The intercepts $x$ and $y$ that you found are functions of $m$. Each slope $m$ determines a new line through (1, 8) with its own intercepts. That's why I wrote $x(m)$ and $y(m)$. Next, you need to know with respect to which variable you take derivative. It should be the same variable that you vary to find a minimum (or maximum) of something. In this case, you vary the slope $m$ and among all resulting lines you choose the one that cuts the shortest segment against the axes. Therefore, you should take derivative with respect to $m$.
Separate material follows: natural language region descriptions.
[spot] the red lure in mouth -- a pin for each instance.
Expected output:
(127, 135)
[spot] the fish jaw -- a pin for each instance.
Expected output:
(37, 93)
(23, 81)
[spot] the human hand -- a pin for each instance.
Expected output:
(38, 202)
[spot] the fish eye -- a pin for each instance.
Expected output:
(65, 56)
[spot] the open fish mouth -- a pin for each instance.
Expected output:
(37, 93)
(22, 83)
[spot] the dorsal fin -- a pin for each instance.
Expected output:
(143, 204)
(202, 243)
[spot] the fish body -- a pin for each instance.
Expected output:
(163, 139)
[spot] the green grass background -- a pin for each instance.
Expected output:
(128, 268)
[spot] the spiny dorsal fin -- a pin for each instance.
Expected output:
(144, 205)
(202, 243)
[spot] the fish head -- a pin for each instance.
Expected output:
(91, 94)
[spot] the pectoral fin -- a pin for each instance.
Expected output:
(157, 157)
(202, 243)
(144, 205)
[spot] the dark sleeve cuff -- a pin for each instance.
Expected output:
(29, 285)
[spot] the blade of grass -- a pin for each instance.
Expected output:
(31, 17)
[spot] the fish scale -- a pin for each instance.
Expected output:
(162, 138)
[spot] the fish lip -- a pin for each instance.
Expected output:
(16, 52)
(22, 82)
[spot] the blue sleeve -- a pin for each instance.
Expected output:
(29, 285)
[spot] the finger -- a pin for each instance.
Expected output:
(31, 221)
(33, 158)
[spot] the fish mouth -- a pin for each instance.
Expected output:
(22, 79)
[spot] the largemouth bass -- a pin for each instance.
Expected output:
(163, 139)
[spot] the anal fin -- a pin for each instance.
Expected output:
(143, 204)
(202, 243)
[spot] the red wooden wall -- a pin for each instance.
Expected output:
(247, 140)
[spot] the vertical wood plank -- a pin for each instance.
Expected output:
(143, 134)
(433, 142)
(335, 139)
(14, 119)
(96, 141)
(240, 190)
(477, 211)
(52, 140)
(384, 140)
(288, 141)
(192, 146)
Now, $\frac{d}{dm}(x(m))^2\ne 2x(m)$. This is because you have a composition of $x$ and the square function:
\[
m\mapsto x(m)\mapsto (x(m))^2
\]
According to the chain rule,
\[
\frac{d}{dm}(x(m))^2=2x(m)\frac{d}{dm}x(m)
\]
and similarly for $\frac{d}{dm}(y(m))^2$. So another way to find the derivative (***) is to substitute (*) into
\[
2x(m)x'(m)+2y(m)y'(m)
\]

Again, to find an extremum, you need take derivative with respect to the independent variable. So far I've seen problems you posted with a single independent variable ($m$ in this problem). It is possible to consider situation where you can vary two parameters, say $u$ and $v$, and you need to find the minimum of some $f(u,v)$. Then you need to take partial derivatives of $f$ with respect to $u$ and $v$. My guess is that you have not covered that so far. But in a single-variable case, it makes no no sense to say that $(x^2+y^2)'=2x+2y$. Derivative with respect to what: $x$, $y$ or something else?